Wednesday, May 07, 2025

Training | 2008.12.26

Scarlett does not reveal all

Easily my favourite news story of the week was the revelation that the interview with Scarlett Johansson in the current issue of Cosmopolitan didn\'t happen with Scarlett, exactly. It happened in the head of the journalist (or possibly, novelist).

The actress noticed some quotes in the piece that sounded a bit weird, realised she never gave the interview and suddenly that "exclusive" tag takes on a whole new meaning. Yup, this one sure was a one-off. As someone who has interviewed quite a lot of celebrities in my time, I found this story truly disturbing. Johansson reads Cosmopolitan? Sheesh, woman, get a life!

Cosmopolitan are claiming that they were also betrayed, that they printed the interview in good faith - even if they had never met the journalist who wrote the piece and now can\'t find the highly imaginative writer to get her side of the story.

But maybe Johansson and Cosmo are missing the point. For all their narcissism, celebrities, by and large, hate doing interviews and journalists, for all their hack-like nature, hate doing them too. The former are expected to discuss issues that they might not even mention to their shrink, let alone a total stranger, while the latter has to sit there with a straight face while the celebrity says things like, "Working on this $100m movie/record/TV series really helped me grow as a person, y\'know?" Celebrities go through this farrago to keep up their "exposure". Meanwhile, magazines believe that a month without Anne Hathaway on the cover is a month half-lived.

So fake interviews look like a smashing solution: the celebrity gets the coverage, the magazine gets the story and embarrassment is spared all round. Just jigsaw together phrases like "it\'s my family and friends that keep me grounded", and "I feel very lucky", the likes of which are all in the Cosmo piece, and you\'re good to go. Seeing as the photo on the cover has been unrecognisably airbrushed, why not apply the same fakery to the interview? (True, Cosmo did slip up a bit with Johansson\'s interview in that the actress talks about her marriage, which took place in September, when the interview allegedly happened in August, but let\'s not get disheartened by niggles.)

All this is based on the idea that celebrities sell magazines. But do readers expect anything from celebrity interviews except from, at best, vague generalities about their "craft", leavened with the occasional hilarious anecdote about Matt Damon?

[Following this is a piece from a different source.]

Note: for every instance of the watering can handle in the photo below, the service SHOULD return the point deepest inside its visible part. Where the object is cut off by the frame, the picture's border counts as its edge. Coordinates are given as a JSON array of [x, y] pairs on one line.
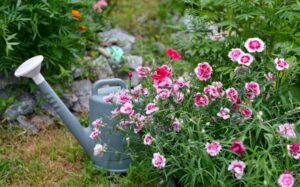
[[112, 82]]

This isn\'t entirely the celebrity\'s fault. Would you want to talk about your husband\'s affair with a slimy-looking journalist who\'s just looking for a catchy cover line? Equally, it takes a writer of true talent to extract something interesting from a media-trained, 19-year-old actress in half an hour. More often the most interesting part of a celebrity interview is the writing: the observational details, the little known biographical facts, the descriptions of the entourage. The celebrity quotes contribute little.

Yet because magazines have given celebrities so much power, their publicists often demand not just copy approval (adding yet more milk into an already milkily bland interview) but journalistic approval, ensuring that only the most sycophantic journalist will interview their precious cargo. Even Cosmo\'s faked interview is fearfully adoring. "Boy, do we wish all celebrities had [Johansson\'s] attitude," being an intriguing choice of phrase (what attitude would that be - imaginary?). So perhaps the most interesting thing to come out of this magazine article was not Johansson\'s fake quotes (for the £2 cover price, I want more than "I believe in finding a soulmate") but that, even when the interview is wholly imaginary, the result is as tedious as ever.